O professor da Universidade Federal de São Paulo Jorge Kuhn, obstetra e grande defensor do parto natural, diz que “ só o esclarecimento não é suficiente. É necessário inserir a parteira no acompanhamento das grávidas”. E acrescenta que “um médico não é a pessoa mais indicada para acompanhar a evolução de um parto normal”. Nos países europeus, a parteira é quem observa e diz se é ou não pertinente um olhar médico para socorrer uma grávida. “Existe um preconceito no Brasil em relação às parteiras”, sinaliza.
“A cesárea tem o tempo determinado, é quase uma técnica. O parto [normal] é uma arte”, defende Kuhn. A maioria dos médicos, por receio, indicam o parto cirúrgico, uma vez que quase sempre é dele a via do parto. Por isso a mulher tem que ser bem esclarecida sobre os riscos de uma cesárea. Um dos grandes mitos é que depois de um (ou mais) parto cirúrgico a mulher não possa fazer o normal – “ela tem grande chance, por volta de 70% a 80% de realizá-lo. Preparamos um quadro comparativo (abaixo).
CESARIANA
Como é feita: Diretamente no hospital, com anestesia (ráqui ou peridural). Faz-se um corte de 8 a 10cm no sentido transversal, parte baixa do ventre, beirando os pelos pubianos. Depois uma equipe multidisciplinar participa na condução do bebê. Além do hospital contar com UTI adulto e neonatal, respirador, medicamentos e banco de sangue.
Boa para o bebê: É menos traumática. Evita que fique presa (se já estava enrolada) no cordão umbilical, por exemplo. Se for muito grande ou se a mãe apresentar alguma doença infectocontagiosa (HIV, herpes).
Boa para a mãe: Se o bebê for muito grande, pois evita dificuldades entre as proporções da mãe e da criança (pelve e cabeça). Ou então, se a mãe sofrer de diabetes ou hipertensão.
Quando não é recomendada: Quando não exigir razões clínicas e mãe e bebê estiverem saudáveis.
NORMAL ou NATURAL
Como é feita: Corriqueira em hospitais e maternidades, com ou sem aplicação de anestesia ou drogas indutoras (de dilatação da região pélvica). Desde que o parto tem acompanhamento médico.

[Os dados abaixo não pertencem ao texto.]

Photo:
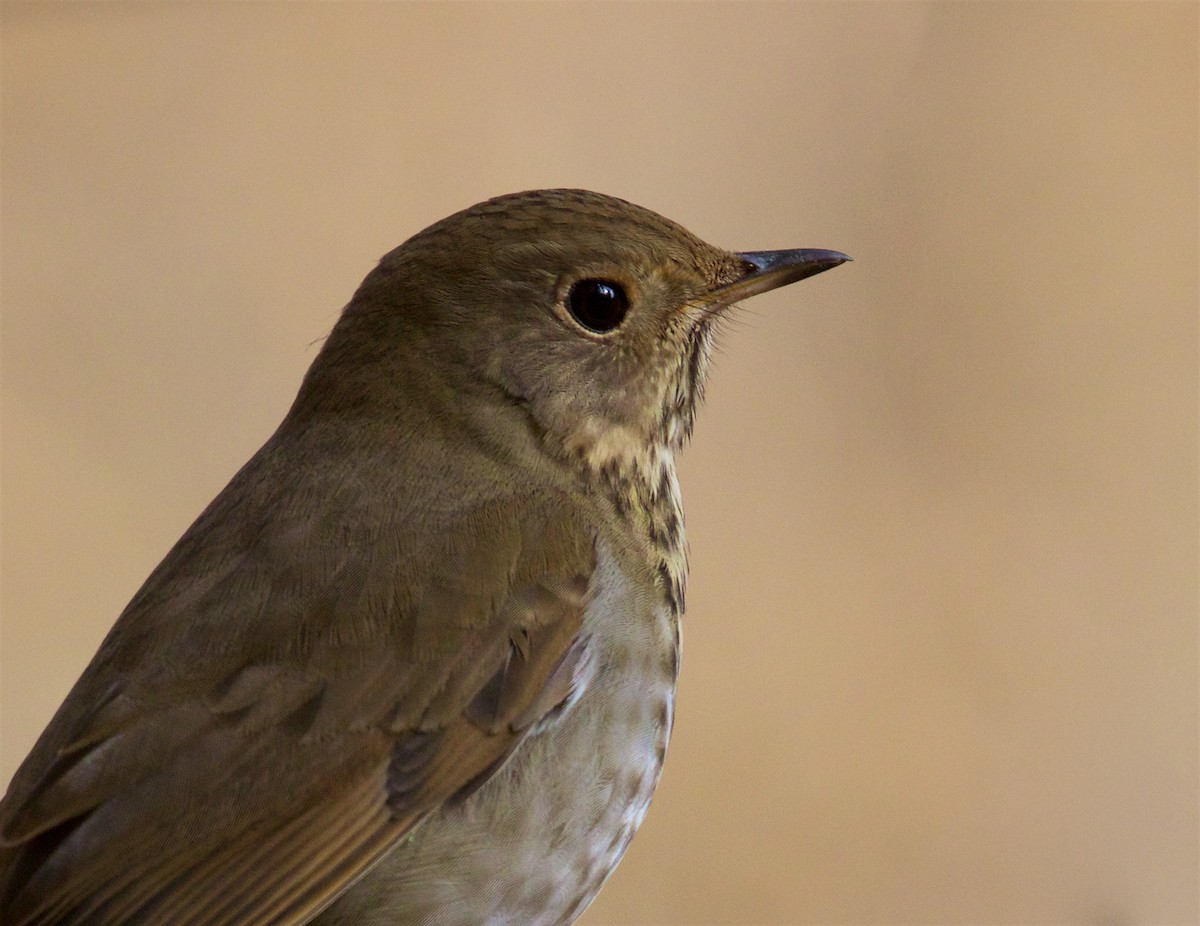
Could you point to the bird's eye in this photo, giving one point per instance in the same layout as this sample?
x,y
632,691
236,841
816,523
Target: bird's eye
x,y
599,305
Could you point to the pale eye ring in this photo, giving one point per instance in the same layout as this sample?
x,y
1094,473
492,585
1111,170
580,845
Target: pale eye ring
x,y
598,305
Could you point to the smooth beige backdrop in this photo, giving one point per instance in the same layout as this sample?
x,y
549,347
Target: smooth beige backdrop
x,y
941,650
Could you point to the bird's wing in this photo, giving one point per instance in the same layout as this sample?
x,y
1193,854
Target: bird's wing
x,y
262,726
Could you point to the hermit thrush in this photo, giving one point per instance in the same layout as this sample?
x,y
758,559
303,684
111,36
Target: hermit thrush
x,y
417,662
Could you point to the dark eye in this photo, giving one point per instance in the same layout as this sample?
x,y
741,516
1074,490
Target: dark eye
x,y
599,305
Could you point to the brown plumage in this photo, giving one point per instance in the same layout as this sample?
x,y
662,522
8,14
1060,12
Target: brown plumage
x,y
417,662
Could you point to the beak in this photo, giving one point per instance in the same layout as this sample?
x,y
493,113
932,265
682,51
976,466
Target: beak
x,y
768,270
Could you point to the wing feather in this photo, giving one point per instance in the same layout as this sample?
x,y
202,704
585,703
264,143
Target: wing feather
x,y
147,801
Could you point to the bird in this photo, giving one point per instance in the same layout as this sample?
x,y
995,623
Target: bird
x,y
417,663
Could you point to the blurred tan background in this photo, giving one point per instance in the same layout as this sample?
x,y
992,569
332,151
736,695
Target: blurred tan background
x,y
941,654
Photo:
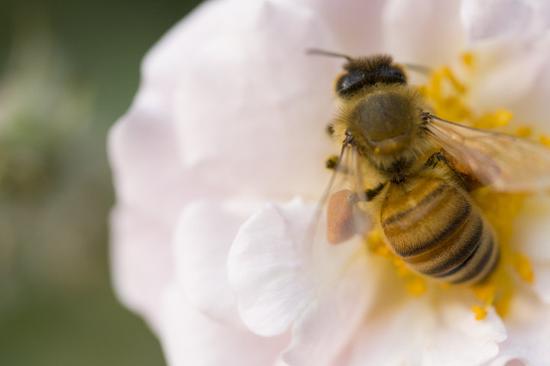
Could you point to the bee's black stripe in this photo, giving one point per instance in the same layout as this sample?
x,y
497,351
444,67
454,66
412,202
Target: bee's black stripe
x,y
482,266
458,220
429,198
459,260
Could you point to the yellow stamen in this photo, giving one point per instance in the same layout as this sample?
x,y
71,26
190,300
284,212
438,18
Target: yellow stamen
x,y
545,140
447,94
479,312
524,131
498,118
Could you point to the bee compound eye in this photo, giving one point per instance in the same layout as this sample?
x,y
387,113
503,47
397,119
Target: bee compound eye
x,y
350,82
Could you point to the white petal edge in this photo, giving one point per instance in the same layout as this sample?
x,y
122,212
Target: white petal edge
x,y
204,236
190,338
417,332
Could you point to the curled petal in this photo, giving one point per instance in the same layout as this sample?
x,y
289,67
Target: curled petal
x,y
258,106
528,333
416,332
268,271
279,285
190,338
204,236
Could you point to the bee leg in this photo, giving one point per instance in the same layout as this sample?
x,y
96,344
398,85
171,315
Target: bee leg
x,y
332,162
434,159
371,194
468,181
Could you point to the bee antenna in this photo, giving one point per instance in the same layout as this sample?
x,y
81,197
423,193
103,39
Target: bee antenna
x,y
320,52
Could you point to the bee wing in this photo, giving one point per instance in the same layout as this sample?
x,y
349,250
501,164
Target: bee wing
x,y
340,208
505,162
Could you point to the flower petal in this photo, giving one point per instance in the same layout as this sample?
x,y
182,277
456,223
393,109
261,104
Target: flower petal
x,y
528,333
417,332
140,273
267,270
531,230
190,338
356,25
322,293
425,32
204,236
328,325
257,111
504,18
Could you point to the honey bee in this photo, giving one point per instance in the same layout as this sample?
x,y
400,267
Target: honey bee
x,y
411,172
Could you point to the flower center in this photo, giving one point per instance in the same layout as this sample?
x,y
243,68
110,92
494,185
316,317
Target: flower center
x,y
448,96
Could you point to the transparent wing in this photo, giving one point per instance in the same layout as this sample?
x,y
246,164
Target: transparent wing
x,y
341,212
505,162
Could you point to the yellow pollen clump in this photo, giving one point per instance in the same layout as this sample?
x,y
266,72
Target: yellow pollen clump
x,y
498,118
414,284
447,95
545,140
524,131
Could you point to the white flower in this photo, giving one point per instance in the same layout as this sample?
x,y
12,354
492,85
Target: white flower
x,y
228,127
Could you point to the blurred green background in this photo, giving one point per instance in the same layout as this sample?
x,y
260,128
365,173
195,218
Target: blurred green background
x,y
68,70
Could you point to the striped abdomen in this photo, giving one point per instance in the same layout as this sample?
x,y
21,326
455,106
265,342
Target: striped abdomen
x,y
436,229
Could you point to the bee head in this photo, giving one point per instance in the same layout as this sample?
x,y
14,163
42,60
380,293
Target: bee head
x,y
361,73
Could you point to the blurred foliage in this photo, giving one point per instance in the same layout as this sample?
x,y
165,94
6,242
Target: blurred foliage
x,y
68,70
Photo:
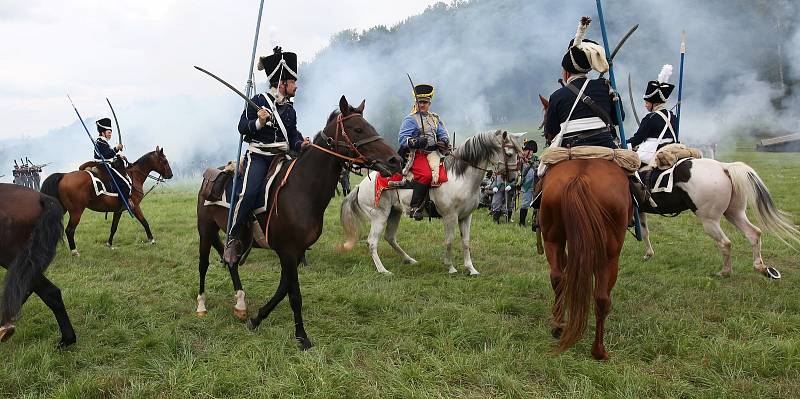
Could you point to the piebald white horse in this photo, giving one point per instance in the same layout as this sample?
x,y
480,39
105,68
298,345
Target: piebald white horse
x,y
713,189
455,199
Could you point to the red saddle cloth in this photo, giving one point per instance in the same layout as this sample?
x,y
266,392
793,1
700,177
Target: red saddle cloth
x,y
382,183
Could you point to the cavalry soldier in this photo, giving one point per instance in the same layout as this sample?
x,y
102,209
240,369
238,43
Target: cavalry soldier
x,y
113,156
423,140
659,127
578,122
262,131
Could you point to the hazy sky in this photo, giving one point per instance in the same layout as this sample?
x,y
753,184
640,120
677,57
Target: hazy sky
x,y
140,51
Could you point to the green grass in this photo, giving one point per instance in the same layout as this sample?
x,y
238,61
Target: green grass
x,y
674,330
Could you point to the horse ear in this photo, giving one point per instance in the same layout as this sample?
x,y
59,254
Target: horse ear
x,y
544,101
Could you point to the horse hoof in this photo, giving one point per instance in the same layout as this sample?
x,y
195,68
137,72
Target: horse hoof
x,y
251,325
6,332
240,314
65,342
305,343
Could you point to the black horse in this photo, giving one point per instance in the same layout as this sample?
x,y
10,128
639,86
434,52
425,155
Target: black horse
x,y
30,229
295,222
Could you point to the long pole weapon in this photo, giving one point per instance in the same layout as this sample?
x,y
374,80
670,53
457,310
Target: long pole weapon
x,y
97,151
680,85
249,90
116,121
617,108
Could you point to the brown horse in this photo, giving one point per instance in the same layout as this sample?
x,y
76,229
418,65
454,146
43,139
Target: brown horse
x,y
295,222
585,208
75,191
30,229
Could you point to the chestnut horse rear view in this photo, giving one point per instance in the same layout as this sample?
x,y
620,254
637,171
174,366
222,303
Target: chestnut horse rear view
x,y
585,209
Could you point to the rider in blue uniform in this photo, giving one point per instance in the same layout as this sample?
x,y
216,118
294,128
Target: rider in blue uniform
x,y
262,131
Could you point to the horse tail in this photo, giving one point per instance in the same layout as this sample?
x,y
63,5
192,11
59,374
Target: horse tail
x,y
351,216
50,186
583,219
747,185
34,257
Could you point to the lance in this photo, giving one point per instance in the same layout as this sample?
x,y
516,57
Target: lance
x,y
97,151
249,90
116,121
633,105
680,85
617,107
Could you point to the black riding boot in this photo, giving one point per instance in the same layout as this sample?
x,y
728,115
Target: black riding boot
x,y
417,200
523,214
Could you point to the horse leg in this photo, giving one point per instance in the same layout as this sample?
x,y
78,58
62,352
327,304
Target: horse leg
x,y
137,211
648,252
289,267
114,224
739,219
376,228
449,235
51,296
72,225
464,225
713,229
556,257
605,278
264,311
392,223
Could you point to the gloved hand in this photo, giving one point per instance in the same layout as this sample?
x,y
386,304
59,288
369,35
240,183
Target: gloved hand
x,y
417,142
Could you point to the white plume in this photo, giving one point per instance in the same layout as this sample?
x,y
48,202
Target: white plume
x,y
666,72
582,28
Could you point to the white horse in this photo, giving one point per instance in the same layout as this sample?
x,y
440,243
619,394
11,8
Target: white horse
x,y
712,189
455,199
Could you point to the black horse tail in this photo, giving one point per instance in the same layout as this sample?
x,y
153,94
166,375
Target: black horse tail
x,y
50,187
34,257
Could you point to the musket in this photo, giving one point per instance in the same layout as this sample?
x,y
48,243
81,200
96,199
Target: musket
x,y
416,101
680,85
617,107
249,90
116,121
633,105
97,151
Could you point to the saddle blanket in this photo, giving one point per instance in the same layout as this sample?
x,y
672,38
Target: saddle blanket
x,y
382,183
100,188
661,181
261,204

Boa para o bebê: Segue o caminho natural da vida, a não ser que seja prematuro. Ajuda na expulsão de secreções das vias respiratórias, facilitando a respiração, uma vez que o pulmão se expande lentamente após o parto.
Boa para a mãe: Além do prazer emocional é menos complicada – a recuperação é mais rápida e não há risco de infecções ou sangramentos decorrentes do parto
Quando não se deve fazer: Quando mãe ou bebê estiverem com problemas e necessitarem de intervenção cirúrgica.